A Mastodon bot for learning about new genes

A lot of our laboratory’s research concerns the attention gap for human genes: a small fraction of human genes receive a large majority of our collective research attention. Often, biologists choose to research genes that are already well-studied, even though understudied genes are just as likely to be intimately associated with human disease.

To play a small role in fighting this discrepancy, I created Gene of the Day, a Mastodon bot that posts about one new human gene every day. Biomedical researchers tend not to interact with genes they know little about, so I figured this would be a bemusing and enlightening source of information for scientists worldwide.

This isn’t my first foray into botmaking; I previously created a Twitter bot that posts the daily United States Air Quality forecast. This time around, I was hesitant to launch this bot on Twitter given the current state of Twitter and its developer API. Now that many scientists have moved over, I thought that Mastodon was better suited to host the bot at this time.

The bot uses data from NCBI Gene, PubTator, RCSB PDB and Uniprot and is hosted on botsin.space, a bot-friendly Mastodon instance. Every day, the bot selects a random human gene (excluding previously-posted genes) and posts bibliometric and database-specific information about it, as well as an experimentally-derived protein structure if one is available.

I chose to center bibliometric information on the gene over functional information for three reasons:

  1. I would like to demonstrate how many human genes have very little scholarship available about them. I expect many human genes that Gene of the Day chooses to highlight will not yet have been featured in a single publication nor will have an experimentally-derived protein structure. Although this will make some posts quite boring, I believe that it is important to remind people that there are dark areas in our understanding of the human genome.
  2. Many human genes have no associated functional annotation. Restricting the bot’s posts to just genes that have already been functionally annotated will privilege better-studied genes.
  3. Some functional annotations are derived from publications that are almost certainly paper mill products. For instance, consider the article PMID:29254169. This article reports a novel function for MIR182 but is almost certainly a paper mill product and is entirely bogus. This paper mill product has been detected and retracted, but many more remain undetected in the biomedical literature. I am cautious to include functional annotations in case the bot were to report the findings of paper mill products as factual.

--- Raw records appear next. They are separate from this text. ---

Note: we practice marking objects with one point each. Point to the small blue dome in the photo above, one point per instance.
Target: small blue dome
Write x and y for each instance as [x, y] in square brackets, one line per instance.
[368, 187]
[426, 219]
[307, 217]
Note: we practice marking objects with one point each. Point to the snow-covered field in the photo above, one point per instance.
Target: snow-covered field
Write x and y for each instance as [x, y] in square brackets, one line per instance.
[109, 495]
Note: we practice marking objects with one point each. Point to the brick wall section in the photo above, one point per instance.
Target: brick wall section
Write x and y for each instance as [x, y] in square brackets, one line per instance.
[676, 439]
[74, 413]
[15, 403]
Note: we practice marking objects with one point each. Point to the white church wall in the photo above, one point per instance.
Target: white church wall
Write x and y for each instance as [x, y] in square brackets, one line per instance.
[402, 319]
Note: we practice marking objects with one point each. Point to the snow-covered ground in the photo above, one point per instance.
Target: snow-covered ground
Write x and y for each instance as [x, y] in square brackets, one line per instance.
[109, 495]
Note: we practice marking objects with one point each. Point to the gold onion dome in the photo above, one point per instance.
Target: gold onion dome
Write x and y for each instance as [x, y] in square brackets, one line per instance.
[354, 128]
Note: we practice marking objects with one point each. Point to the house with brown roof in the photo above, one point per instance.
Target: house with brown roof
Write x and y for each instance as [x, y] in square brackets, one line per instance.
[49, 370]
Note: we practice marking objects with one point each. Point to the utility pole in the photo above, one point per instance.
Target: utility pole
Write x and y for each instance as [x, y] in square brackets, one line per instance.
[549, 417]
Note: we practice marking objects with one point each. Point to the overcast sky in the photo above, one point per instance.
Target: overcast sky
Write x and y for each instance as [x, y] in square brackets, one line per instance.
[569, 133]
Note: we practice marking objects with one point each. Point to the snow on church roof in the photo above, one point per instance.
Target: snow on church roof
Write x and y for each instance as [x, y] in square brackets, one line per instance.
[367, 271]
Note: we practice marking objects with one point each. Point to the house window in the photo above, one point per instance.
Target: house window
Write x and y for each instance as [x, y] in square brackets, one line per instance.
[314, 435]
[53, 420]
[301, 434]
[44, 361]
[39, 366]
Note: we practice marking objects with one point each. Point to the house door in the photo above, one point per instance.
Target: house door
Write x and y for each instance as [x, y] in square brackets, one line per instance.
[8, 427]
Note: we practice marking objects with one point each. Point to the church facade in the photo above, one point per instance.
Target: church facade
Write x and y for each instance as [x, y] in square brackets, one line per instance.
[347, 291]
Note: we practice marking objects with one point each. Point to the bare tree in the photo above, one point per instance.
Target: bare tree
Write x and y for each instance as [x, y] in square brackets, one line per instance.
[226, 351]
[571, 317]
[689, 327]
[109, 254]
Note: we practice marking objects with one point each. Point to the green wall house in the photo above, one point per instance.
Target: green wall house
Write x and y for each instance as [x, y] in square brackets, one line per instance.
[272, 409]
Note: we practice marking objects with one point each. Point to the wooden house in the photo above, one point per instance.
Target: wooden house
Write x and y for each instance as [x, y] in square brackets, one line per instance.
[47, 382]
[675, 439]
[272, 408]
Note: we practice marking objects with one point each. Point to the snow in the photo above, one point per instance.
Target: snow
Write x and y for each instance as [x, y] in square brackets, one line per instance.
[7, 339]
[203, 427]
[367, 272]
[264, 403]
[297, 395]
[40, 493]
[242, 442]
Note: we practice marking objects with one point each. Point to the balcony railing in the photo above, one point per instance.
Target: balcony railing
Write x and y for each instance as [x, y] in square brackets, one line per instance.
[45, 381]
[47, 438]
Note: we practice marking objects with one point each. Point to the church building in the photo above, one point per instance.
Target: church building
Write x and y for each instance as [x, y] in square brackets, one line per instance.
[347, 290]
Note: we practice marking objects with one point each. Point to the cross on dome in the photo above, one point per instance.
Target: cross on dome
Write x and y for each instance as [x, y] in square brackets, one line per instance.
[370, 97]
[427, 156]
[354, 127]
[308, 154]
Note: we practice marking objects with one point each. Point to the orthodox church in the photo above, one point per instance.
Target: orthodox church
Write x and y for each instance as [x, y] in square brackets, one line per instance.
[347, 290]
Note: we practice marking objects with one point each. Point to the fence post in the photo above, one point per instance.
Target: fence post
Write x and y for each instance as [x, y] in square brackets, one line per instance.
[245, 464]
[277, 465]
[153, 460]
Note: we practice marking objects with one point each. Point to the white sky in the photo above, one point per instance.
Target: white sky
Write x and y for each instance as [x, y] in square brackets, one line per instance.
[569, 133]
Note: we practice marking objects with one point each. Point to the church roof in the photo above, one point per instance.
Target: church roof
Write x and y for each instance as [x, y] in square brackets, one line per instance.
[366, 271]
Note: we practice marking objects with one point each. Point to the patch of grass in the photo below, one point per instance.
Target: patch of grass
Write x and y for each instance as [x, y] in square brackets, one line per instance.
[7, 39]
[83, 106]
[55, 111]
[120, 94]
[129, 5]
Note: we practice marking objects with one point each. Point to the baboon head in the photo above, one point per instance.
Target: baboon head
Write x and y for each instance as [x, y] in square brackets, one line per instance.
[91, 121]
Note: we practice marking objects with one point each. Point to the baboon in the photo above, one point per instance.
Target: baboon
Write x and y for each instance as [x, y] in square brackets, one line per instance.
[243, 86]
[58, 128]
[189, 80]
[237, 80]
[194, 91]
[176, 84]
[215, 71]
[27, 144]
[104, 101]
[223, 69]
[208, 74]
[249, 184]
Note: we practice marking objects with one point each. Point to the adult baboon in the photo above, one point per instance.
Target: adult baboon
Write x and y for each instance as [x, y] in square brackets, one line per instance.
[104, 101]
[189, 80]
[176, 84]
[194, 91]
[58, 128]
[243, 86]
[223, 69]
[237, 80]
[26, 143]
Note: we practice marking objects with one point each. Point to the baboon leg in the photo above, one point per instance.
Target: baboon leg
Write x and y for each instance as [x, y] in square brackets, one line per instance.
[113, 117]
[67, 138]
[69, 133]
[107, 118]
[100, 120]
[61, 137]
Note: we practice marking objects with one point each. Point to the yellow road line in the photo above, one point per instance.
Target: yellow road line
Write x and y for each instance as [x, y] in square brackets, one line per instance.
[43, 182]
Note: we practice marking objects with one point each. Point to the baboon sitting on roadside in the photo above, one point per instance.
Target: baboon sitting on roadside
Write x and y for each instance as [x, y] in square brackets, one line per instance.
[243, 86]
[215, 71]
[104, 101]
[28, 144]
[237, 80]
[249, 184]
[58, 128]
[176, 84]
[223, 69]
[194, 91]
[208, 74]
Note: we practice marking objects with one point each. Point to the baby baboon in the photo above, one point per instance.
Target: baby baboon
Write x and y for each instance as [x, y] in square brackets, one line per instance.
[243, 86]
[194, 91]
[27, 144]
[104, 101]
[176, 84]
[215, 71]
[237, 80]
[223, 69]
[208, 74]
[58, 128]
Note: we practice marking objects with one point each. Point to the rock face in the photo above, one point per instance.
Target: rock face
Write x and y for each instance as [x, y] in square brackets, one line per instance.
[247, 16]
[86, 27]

The bot’s source code is available under the GPL-3.0 license on GitHub. If you have feedback or questions, I encourage you to submit them as issues on the bot’s GitHub page. I also encourage you to reply to posts with fun facts about the daily gene if it happens to be one of your favorites. Here is an example post:

Example post about EGFR from Gene of the Day

I believe that projects like these can help spur discussion and foster curiosity in the sciences, and there are plenty of other examples of this kind of creative botmaking (see @netzschleuder, @strangeattrbot, @ThreeBodyBot or browse botwiki for more examples). I encourage others to think about making similar bots. Making bots for Mastodon is relatively easy, so if you are interested, do not hesitate to reach out. I hope you enjoy Gene of the Day!